Graduated Return to Play (GRTP):

The GRTP can be started after 10 days from diagnosis, as long as the student-athlete has been symptom free for 7 days and received clearance from their medical provider. The GRTP will take a minimum of 7 days to complete. The student-athlete may progress to the next phase after 24 hours and no return/development of symptoms, including excessive fatigue. The supervising clinician (e.g., Athletic Trainer) should monitor heart rate, rate of perceived exertion, fatigue, breathing patterns and muscle soreness during each phase. Student-athletes with persistent return of symptoms should be referred to their physician to undergo further evaluation and testing to exclude heart or lung disorders, if deemed necessary by the physician.


Estimation of Maximum Heart Rate:

In order to complete the following GRTP, student-athletes must estimate their Maximum Heart Rate (Max HR). Please use the following formula to estimate your Max HR:


  • 220 – Age = Max HR
  • For example, a 16-year old’s estimated Max HR would be 204 beats/minute (bpm)
    • 220 – 16 = 204 bpm


GRTP Phases:


Phase 1:


  • 2 Days of Light Activity
    • Less than 15 minutes ( <70% Max HR)
    • Activities can include walking, light jogging, stationary biking. NO strength training.
    • Goal: Increase Heart Rate


Phase 2:


  • 1 Day Aerobic Exercise
    • Less than 30 minutes ( <80% Max HR)
    • Activities can include simple movements and running drills.

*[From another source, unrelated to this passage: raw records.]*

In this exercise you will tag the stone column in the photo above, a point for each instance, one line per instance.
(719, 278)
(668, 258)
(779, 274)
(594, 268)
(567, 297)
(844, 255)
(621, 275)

NO strength training.
    • Goal: Gradually increase load and manage any post viral fatigue symptoms


Phase 3:


  • 1 Day Simple Sport Activities
    • Less than 45 minutes ( <80% Max HR)
    • Activities can progress to more complex training activities
    • Goal: Increase exercise coordination and assess functional skills


Phase 4:


  • 2 Days of Sport Specific Training
    • Less than 60 minutes ( <80% Max HR)
    • Activities can progress intensity in sport specific training
    • Goal: Restore confidence and assess functional skills


Phase 5:


  • 1 Day of Normal Training Activities
    • Full duration of at least one training session/practice
    • Goal: Restore normal training progressions


Phase 6:


  • Return to Competition with no Restrictions

Continued Monitoring Post COVID-19:

After completing the COVID-19 Return to Play Protocol, the student-athlete should be monitored for several weeks. Children younger than 21 years of age are also at risk of developing Multisystem Inflammatory Syndrome (Mis-C) several weeks after COVID-19 infection. Student-athletes should be continually monitored for the following signs and symptoms, even after successful completion of the GRTP:


  • Persistent fever
  • Abdominal pain
  • Vomiting or diarrhea
  • Skin rash
  • Hypotension (low blood pressure) or shock


Presence of any of the above signs or symptoms warrant immediate medical care.